Admittedly, Janjua and colleagues⁷ did not prospectively apply carotid CT as general screening tool. The investigators evaluated carotid CT retrospectively among a population with clinically indicated neck CT data, but additional limitations to this approach exist. The use of <3mm spotty calcifications and 1mm diameter foci of low attenuation (<40HU) as signs of high risk plaque would require higher resolution acquisitions (more radiation) and perfectly timed contrast administration. The latter component is even more critical as some high risk plaques may enhance or washout rapidly depending on the inflammatory status in addition to the wide range of variability in densities noted in atherosclerotic plaque^12–14. Many of the challenges associated with CT are overcome by high field MRI which has improved signal to noise and as well as spatial and temporal resolution^15–17. The technical versatility of MRI also allows for plaque characterization^{12, 14}. The relative technical simplicity, mobility and lower cost of ultrasound places this modality at an advantage for claustrophobic patients and locations that might not have the MRI capabilities^{12, 14}. Given these factors and available alternatives, translation of the findings of this study into clinical practice may be challenging.

The era of big data has arrived and its application in healthcare to infectious diseases and HIV are underway¹⁸. While carotid CT may not be the optimal approach to prospective CVD risk screening, as access to large patient data registries with high quality, reliable medical information and imaging data becomes more readily available, additional studies of this nature will be feasible. Triant and colleagues³ completed one of the earlier studies to use this approach to effectively demonstrate an increased risk of myocardial infarction in HIV relative to a general contemporary population. The application of this strategy to evaluate the role of incidental carotid plaque identified by CT to predict CVD events in HIV provides valuable new data that may be used to inform future research and management of CVD risk stratification and risk reduction in HIV.

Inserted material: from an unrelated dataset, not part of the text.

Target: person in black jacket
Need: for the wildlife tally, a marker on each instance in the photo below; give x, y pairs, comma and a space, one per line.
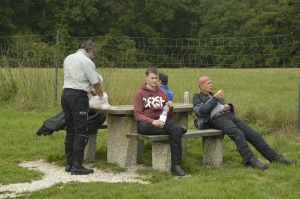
212, 111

As the HIV population ages, CVD associated morbidity and mortality is expected to rise. Multiple large observational cohorts have established a 1.5 to 2-fold increased risk of CVD in persons living with HIV compared to uninfected controls. Excess CVD observed in HIV is likely attributable to multiple factors including traditional CVD risk factors, HIV-related inflammation and immune activation, as well as possible off target effects of HIV therapy. Carotid plaque in the general population is predictive of CVD events, and Janjua and colleagues demonstrate that this relationship also holds true in HIV subjects. Research efforts continue to focus on identification of biomarker and imaging correlates of CVD in HIV, and large prospective trials such as REPRIEVE, a study of pitavastatin to reduce incident CVD, are underway to establish optimal strategies to address the excess CVD risk associated with HIV infection.